Añado yo que, a los casi cinco mil muertos difusos por el huracán María, cabe añadir un sinnúmero inconcreto de fallecidos posteriores por suicidios y por la desatención de un gobierno que era, y sigue siendo, el reflejo de un territorio al que parecen haberlo abandonado los dioses, del mismo modo que lo abandonan sus criaturas, cansados de luchar contra la adversidad, contra la constricción, contra cualquier nueva incontinencia de la naturaleza como el reciente huracán Fiona que acabó por desnudar a un Puerto Rico que se viste con trapos, desde hace demasiado tiempo, cuando dispone de dones naturales y de una asignación de elementos casi paradisíacos que debiesen permitirle luchar en solitario para desasirse de esa mano que le mece una cuna con las barandas bajadas y a la que no le importa en exceso que se despeñe el bebé.

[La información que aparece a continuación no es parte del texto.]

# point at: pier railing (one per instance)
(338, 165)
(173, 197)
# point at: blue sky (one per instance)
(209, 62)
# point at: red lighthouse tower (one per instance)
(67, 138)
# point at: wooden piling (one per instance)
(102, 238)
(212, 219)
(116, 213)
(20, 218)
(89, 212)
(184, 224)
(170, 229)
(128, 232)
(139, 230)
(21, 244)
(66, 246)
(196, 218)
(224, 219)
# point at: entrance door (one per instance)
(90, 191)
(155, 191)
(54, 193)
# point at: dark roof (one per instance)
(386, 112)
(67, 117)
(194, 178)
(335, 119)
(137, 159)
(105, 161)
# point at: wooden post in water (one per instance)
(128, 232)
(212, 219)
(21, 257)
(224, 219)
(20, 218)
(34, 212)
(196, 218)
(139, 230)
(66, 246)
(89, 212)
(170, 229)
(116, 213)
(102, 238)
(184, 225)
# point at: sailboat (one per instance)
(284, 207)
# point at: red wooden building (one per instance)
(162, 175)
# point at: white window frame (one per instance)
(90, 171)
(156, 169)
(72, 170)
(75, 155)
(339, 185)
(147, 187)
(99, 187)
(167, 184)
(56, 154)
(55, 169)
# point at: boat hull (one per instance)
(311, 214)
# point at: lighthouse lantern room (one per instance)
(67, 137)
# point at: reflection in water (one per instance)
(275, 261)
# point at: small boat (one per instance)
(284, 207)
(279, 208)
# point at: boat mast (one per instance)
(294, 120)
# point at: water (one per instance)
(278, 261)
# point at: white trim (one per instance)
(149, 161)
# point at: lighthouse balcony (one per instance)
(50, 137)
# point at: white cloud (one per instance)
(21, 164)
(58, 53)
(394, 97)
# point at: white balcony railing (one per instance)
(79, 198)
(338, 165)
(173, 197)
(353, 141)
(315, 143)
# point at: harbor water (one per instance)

Me impactaron sobremanera las piezas de Frances Gallardo y de Rogelio Báez Vega, pero como no resulta factible elevarlas a imagen, me devuelvo, para enfatizar la potencia global de la muestra y, sin salir de las salas del museo, a la figura de la curadora, a la personalidad comprometida de Marcela, alguien que, sin tener ascendencia boricua, manifiesta con los hechos, con lo ingente de la tarea de reunir a este medio centenar de artistas puertorriqueños, sus lazos con la isla. Unos lazos que apelan a los puertorriqueños, a través del arte, a revindicar que se les deje de tratar como ciudadanos de segunda, a que eleven la voz isleña para sacudirse la etiqueta de colonia, porque coincido con el espíritu de la exposición y el confeso de Marcela, de que Puerto Rico sigue siendo una colonia. Y si primero fue España durante muchos siglos quien ejerció el rol de capitán de esta hermosa balsa de piedra que es Puerto Rico, después y ahora fueron y son los Estados Unidos quienes nos mantienen a su estela, en una tierra de nadie antinatural como es la condición de estado libre asociado.
El sentimiento de desnudez de este Puerto Rico que mantiene unos elevados índices de precariedad en cualquiera de los aspectos que dan al bienestar de los pueblos, incluso los que procuran la dignidad de los ciudadanos, se ha puesto de relieve a través de esa cincuentena de artistas patrios que denuncian con sus obras esa dejadez institucional que ha sumido al país de Marcela, y al mío propio, en un socavón del que solo vamos a poder salir subiéndonos los unos a los hombros de los otros hasta asomar por el borde y comenzar a rellenarlo de iniciativas, esfuerzo, creatividad y orgullo genealógico para que no vuelva a producirse.
No deja de ser la exposición un acto revolucionario, una exportación del malestar creativo al corazón del continente, nada menos que a Nueva York; una exteriorización del alarido de un sentimiento de pertenencia a un Puerto Rico que, pese a su depauperación económica, está por encima de cualquier sumisión continuada.
Invito a los puertorriqueños residentes en la Gran Manzana, y también a los alejados de ella, a visitar esta exposición, un exorcismo mancomunado de artistas nuestros que han querido coreografiar su desazón, pero también su esperanza, gracias a una curadora a la que uno votaría por ella, si fuese posible escogerla como gobernadora de un país soberano por fin.
Ciertamente, y como reza el verso y lema superpuesto, no existe un mundo poshuracán porque Puerto Rico resulta azotado a diario por el mismo, uno de esos que erosiona el optimismo cotidiano y que requiere que desenterremos el hacha de paz de nuestras raíces para alejarlo de nuestra área de influencia y sustituirlo por una brisa generada por nosotros mismos. Puede que al principio resulte insuficiente, pero con el tiempo, el empuje y la creencia en nuestras capacidades como pueblo, bastará para sabernos libres y gestionarnos desde una libertad sin injerencias.